Los niños son hoy bienes escasos. Quizá no en todas partes, y por eso somos más o menos inmunes al hecho de que mueran miles de niños no solamente en esos sitios remotos donde pasan cosas terribles, sino intentando llegar a las playas donde tomamos gambas a la plancha con una cerveza fresca. Pero la pérdida de un hijo es el temor recurrente de todo padre, y desde luego de toda madre. Y el asesinato de un menor es uno de los mayores tabúes en nuestras sociedades occidentales, como bien saben los guionistas de las series con psychokiller, que nos hacen pasar reiteradamente por ese mal trago. Pero, además de esos que mueren en las guerras e intentando llegar a las playas, sucede. El año pasado fueron ocho. No a mano de psicópatas, o al menos de psicópatas anónimos. Siempre a las de padres ―lo más habitual―, parejas, exparejas, o madres. Y son todos sucesos, además de trágicos, sórdidos. Al menos los que recuerdo haber cubierto, porque yo también formé parte de la jauría periodística; fui uno de esos buitres y creo que la opción en estos casos no es ocultar lo que pasa. Y admito que el sentimiento de contar un drama se traslada al texto.
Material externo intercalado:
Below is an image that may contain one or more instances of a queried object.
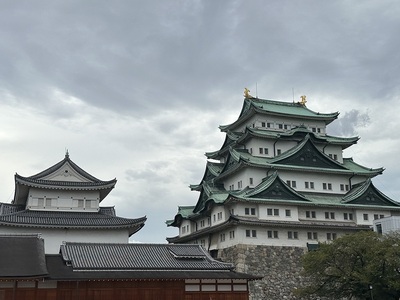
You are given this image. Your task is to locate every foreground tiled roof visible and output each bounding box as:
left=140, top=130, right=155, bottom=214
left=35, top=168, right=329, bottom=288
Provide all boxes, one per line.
left=0, top=235, right=48, bottom=279
left=46, top=243, right=259, bottom=280
left=13, top=153, right=117, bottom=204
left=61, top=243, right=232, bottom=271
left=0, top=208, right=146, bottom=235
El primero de esos que recuerdo fue el “crimen de la maleta”. Una mujer de 52 años asesinó en A Coruña al hijo de 12 de su vecina y socia, lo cargó en una bolsa y lo depositó en una consigna de la estación de tren, ayudada por el taxista que la llevó. Luego llamó a la madre, con un acento francés de pega, pidiéndole 30 millones de pesetas en nombre de una organización internacional. Después compró una maleta, metió la bolsa y la llevó a una delegación de SEUR donde, de nuevo con la ayuda de los empleados para manejar el bulto, y con el fingido acento francés, envió la maleta a Madrid y firmó “Jacqueline”. La detuvieron cuando apareció de nuevo a preguntar si había llegado a su destino. El acento galo no había disfrazado lo suficiente su voz ante su amiga. Nunca explicó por qué había estrangulado al niño, solo que había tenido “como un mareo”.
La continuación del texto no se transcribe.